Background
Experimental models of the brain offer the potential to rapidly screen therapies and study the response of brain cells to environmental stresses with great precision. Automated tracking of neurogenesis—the dynamics of how neurons form networks—would be transformative for identifying treatments for more than 1 in 6 Americans suffering from neurological disorders; however, current screening methods are limited in their ability to quantitatively track neuronal dynamics over time and space.
Approach
In this work, we automated the detection of stem cell-derived neurons, including the specific neuron parts, and tracked individual neurons over time during neurogenesis. We used a U-Net algorithm and Peak Local Max function to identify soma and dendrite points for each timestamp of data. The somas were matched from frame to frame by matching somas at the closest pixel location from the previous frame, allowing individual neuron tracking over time.

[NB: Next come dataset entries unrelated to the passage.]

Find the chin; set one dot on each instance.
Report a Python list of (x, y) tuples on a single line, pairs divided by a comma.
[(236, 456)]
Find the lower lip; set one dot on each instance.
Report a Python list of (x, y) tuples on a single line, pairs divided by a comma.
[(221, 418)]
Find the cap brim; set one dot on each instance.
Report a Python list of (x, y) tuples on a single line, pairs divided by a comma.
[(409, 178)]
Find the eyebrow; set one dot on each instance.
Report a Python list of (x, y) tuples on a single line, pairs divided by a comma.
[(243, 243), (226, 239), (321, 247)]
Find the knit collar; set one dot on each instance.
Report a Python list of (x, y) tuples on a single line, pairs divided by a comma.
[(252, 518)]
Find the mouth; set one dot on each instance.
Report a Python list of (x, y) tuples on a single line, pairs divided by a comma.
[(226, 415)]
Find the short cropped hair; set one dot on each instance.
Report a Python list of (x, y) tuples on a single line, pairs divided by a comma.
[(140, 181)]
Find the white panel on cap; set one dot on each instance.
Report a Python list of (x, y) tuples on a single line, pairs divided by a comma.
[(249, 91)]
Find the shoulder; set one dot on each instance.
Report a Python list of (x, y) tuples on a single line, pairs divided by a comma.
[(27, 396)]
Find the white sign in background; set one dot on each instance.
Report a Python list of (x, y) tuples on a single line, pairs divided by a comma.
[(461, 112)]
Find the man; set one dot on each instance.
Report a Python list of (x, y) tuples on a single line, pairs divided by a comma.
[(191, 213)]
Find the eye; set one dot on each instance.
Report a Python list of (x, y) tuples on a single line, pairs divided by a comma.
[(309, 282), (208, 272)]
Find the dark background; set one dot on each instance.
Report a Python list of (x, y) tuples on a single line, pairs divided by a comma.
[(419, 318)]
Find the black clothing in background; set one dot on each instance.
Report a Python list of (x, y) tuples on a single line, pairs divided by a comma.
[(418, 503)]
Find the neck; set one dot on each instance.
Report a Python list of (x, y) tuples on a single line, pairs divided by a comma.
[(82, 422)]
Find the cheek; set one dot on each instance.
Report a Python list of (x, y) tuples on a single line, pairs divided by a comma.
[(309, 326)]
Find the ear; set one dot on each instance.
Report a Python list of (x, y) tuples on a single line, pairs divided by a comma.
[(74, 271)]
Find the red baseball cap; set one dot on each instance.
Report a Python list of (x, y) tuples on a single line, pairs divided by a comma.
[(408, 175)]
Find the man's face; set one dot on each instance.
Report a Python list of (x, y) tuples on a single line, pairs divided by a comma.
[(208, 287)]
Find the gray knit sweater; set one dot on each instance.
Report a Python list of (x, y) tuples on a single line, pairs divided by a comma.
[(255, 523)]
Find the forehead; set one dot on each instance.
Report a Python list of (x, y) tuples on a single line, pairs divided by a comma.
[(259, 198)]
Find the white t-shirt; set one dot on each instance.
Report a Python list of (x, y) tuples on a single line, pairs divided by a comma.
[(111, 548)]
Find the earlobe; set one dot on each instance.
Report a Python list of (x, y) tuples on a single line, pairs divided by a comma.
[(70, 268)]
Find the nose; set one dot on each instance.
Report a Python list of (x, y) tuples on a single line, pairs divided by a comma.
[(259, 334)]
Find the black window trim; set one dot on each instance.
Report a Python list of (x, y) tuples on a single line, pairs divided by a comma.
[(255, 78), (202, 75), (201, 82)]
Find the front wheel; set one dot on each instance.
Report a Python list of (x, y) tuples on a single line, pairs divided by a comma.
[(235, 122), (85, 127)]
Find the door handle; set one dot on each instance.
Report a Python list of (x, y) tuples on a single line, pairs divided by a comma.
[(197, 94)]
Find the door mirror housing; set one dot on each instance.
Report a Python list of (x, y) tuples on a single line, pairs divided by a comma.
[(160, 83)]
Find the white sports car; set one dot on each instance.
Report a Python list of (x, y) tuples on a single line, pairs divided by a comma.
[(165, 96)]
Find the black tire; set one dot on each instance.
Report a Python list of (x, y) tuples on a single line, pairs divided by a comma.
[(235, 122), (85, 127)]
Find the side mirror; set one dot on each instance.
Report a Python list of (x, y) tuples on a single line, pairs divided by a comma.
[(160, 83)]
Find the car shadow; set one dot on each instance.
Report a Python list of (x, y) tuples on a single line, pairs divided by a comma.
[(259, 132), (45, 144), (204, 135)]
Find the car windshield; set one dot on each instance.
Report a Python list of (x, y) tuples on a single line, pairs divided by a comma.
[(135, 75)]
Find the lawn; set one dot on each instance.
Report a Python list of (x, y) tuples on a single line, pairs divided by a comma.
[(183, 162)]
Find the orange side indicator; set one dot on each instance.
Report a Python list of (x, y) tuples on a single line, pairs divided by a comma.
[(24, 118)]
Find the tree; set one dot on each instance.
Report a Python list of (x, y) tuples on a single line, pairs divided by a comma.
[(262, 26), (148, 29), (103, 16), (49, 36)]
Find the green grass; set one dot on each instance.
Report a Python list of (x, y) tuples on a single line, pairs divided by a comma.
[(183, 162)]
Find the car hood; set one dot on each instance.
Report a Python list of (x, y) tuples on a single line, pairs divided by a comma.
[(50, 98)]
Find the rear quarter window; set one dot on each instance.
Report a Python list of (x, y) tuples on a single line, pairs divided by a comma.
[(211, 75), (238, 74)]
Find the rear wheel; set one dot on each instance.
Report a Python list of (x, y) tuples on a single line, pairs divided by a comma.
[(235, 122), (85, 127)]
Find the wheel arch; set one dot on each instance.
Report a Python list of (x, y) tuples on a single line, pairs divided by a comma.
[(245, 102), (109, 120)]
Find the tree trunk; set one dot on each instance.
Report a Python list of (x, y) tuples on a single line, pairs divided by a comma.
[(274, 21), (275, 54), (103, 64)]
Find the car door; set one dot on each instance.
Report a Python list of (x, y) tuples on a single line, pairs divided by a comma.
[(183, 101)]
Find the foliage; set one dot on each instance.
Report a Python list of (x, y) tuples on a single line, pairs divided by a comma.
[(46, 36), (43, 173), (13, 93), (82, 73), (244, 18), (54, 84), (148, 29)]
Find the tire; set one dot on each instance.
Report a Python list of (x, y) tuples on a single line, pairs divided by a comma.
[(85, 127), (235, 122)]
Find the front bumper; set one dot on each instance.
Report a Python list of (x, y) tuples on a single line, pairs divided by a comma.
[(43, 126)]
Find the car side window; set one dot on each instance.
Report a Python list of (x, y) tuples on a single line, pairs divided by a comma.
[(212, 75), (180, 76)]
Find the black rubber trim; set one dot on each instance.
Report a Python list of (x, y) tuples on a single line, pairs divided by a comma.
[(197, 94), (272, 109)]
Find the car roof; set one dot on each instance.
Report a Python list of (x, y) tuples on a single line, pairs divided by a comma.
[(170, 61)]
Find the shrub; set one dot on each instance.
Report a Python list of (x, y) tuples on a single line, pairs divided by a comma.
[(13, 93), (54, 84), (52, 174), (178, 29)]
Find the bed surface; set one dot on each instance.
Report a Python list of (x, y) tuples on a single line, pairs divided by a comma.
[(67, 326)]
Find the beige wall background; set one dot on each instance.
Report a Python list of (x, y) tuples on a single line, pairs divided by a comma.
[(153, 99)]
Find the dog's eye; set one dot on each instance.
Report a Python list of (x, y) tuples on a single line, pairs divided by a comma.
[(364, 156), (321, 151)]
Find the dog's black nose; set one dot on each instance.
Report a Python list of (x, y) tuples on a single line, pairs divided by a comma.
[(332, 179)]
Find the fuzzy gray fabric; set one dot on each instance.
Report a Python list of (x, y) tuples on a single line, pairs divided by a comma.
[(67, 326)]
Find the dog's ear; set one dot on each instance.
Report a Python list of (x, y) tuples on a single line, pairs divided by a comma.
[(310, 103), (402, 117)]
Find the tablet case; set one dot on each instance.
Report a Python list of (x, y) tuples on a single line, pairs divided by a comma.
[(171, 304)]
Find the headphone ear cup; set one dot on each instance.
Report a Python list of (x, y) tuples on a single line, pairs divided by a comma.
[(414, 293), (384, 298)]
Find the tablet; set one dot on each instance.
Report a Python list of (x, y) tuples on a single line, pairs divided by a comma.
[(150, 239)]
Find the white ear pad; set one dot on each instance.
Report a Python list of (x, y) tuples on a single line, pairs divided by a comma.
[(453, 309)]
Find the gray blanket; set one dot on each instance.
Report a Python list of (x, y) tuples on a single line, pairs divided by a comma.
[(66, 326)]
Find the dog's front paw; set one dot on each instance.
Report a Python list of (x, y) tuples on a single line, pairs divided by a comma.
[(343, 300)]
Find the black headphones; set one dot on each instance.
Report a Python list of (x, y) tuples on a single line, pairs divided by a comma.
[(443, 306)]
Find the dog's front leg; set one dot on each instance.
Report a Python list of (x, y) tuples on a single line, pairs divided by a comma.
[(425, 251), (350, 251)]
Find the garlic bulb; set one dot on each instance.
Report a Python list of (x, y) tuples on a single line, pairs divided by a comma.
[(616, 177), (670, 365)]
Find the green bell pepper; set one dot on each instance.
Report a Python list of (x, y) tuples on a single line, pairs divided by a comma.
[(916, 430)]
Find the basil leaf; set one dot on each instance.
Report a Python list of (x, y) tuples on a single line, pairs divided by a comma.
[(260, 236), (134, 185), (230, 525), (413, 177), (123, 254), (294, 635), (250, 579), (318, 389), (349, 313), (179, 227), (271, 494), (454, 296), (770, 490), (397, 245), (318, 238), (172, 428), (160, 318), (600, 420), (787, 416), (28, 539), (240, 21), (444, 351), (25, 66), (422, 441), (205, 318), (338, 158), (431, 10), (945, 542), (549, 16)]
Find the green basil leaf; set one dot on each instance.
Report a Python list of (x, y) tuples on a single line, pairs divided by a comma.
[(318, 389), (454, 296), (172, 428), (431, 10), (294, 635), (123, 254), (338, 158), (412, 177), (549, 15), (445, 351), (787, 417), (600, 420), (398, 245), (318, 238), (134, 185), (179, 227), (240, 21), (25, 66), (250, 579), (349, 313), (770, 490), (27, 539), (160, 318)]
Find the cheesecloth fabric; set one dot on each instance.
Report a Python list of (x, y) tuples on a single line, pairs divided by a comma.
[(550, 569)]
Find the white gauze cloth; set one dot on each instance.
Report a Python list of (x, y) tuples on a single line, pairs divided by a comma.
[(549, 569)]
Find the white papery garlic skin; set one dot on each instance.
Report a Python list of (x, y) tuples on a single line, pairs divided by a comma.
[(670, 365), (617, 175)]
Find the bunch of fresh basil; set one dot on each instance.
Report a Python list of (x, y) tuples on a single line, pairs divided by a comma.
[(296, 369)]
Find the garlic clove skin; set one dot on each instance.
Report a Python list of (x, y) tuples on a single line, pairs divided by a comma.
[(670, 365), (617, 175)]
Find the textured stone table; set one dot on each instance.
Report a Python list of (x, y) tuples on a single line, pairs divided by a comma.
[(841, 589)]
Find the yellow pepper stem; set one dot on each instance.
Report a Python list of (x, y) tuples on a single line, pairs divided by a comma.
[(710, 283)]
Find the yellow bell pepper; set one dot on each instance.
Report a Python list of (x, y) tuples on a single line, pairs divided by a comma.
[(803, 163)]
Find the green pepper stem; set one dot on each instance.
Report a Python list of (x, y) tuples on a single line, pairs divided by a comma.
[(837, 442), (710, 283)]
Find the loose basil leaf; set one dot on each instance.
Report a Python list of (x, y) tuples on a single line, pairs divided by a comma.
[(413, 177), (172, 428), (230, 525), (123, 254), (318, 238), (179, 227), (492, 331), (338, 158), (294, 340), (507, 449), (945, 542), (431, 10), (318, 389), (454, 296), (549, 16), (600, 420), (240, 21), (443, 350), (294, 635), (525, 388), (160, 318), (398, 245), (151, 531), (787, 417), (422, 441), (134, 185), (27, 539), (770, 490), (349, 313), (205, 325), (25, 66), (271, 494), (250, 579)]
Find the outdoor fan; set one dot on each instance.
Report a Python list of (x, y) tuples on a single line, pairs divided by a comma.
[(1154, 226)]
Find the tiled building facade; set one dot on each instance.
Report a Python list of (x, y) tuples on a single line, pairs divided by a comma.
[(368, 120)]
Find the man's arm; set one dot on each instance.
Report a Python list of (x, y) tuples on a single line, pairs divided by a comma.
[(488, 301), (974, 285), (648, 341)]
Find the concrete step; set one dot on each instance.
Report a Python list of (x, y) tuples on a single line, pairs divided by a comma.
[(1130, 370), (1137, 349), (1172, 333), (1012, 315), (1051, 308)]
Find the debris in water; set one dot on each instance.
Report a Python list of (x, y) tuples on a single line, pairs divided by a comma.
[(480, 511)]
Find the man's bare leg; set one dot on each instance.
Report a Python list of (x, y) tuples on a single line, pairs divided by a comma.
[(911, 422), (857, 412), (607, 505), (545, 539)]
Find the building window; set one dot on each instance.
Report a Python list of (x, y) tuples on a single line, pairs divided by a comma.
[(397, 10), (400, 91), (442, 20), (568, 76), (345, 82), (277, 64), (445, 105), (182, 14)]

Figure 1: Neurons during neurogenesis with their auto-detected soma shown in pink. The small green dots represent the predicted center points of the somas, which were used for tracking the neurons over time.

Figure 2: Soma (green) and dendrite ends (blue) identified via a U-Net algorithm on a second set of human stem cell-derived set of neurons.
Accomplishments
The U-Net and Peak Local Max function achieved 93.8% precision and 99.1% recall for neuron detection. The probability for a single neuron to be correctly tracked over consecutive timeframes was 85.7%.

Figure 3: Detected soma automatically tracked from timestamp 1 (top left) to timestamp 2 (top right). A zoomed-in example from the same timestamps are shown in the bottom left and right images, respectively. Each soma is numbered and colored to visually assess how well the algorithm tracked individual neurons over time.